After a stop in Venice earlier this month, Walter Hill’s latest film, “Dead for a Dollar,” headed west for the U.S. premiere.
The prolific filmmaker of such movies as “The Warriors,” “48 Hrs.,” “Streets of Rage” and “Red Heat,” was the talk of the evening on Wednesday at the Directors Guild Theater in Los Angeles. The film’s stars Willem Dafoe, Christoph Waltz, Benjamin Bratt and Warren Burke praised the writer-director, already renowned for his revival of the Western genre, for making another Western.
Speaking candidly, Dafoe, who last worked with Hill in 1991 on “Streets of Rage,” described the director as a “no-nonsense kind of guy.”
“He is kind of the same guy and I am kind of the same guy. I had such a good experience on ‘Streets of Fire.’ He gave me so much; he gave me fun things to do,” Dafoe recalled. “He is so direct and he knows film so well; he is kind of a no-nonsense kind of guy. He has this great intellect, but he doesn’t wear it on his sleeve. He is smart, he is wise and that only comes from the humility he has. He has great knowledge and he is fun to be around.”
Waltz said he was drawn to the film because the genre has become a rarity in Hollywood.
“This is a film that isn’t often made anymore and Walter is a director who works or does work that is not done that often anymore, and stories that deal with moral and ethical dilemmas in that clarity are not being dealt with often anymore,” he said.
Bratt, who plays the ruthless crime boss Tiberio Vargas, one of the main villains of the film, said Burke has practically reinvented the genre.

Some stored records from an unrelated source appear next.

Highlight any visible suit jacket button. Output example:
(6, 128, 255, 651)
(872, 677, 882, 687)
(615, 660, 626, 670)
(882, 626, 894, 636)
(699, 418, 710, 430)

“The Western genre is so beloved because you go into it as an audience member with a pretty clear expectation of what you are going to get. There is going to be a battle between good and evil, and there is a showdown at the end of the story,” Bratt said. “You get that here, but what Walter does is to create — and I would never say that he would say this but, someone put it to me this way — he has created a new Western in that some of the issues of the day, and we are talking about gender and race issues in 1897, which are strongly present even in modern day society, he touches upon in a way that makes you thoughtful about these issues and how they have never been resolved, and yet he doesn’t beat you over the head with it.”
Hill said he came up with the subject matter when reading about outlawry in Oklahoma and discovering the story of Chris Madsen, a Danish soldier in the French Foreign Legion who immigrated to the United States, joined the army, and later becoming a lawman and a bounty hunter.
“I thought there was really so many immigrants in the West, so that was the feeling of the light coming on,” he said about coming up with the concept. “And I wanted somebody very American to be the antagonist and a worthy opponent, obviously, not just a villain. But I then borrowed the plot of the ‘Iliad,’ and that is one of the things I used to tell people, ‘Don’t worry about the story, we know it works, it has been great for 2,700 years.’ But it is about a man of sinister, political influence who hires a mercenary to go find his wife who is presumed to be abducted, but this does not turn out to be the case. Well, Homer beat me to it, but I doubt he is going to sue me.”
To portray the trustworthy Sergeant Poe, a Black soldier in the 1890s frontier, Burke said he had to be sure of himself.
“In 1897 and for me to be an African American male, in the midst of all these characters, you really got to know yourself,” he said. “You can’t phone this one in and, especially with the lovely poetry that Walter Hill was writing from, you got to know you or you are going to think it is like this and it is really not.”
“Dead for a Dollar,” which also stars Rachel Brosnahan and Hamish Linklater, hits theaters on Sept. 30.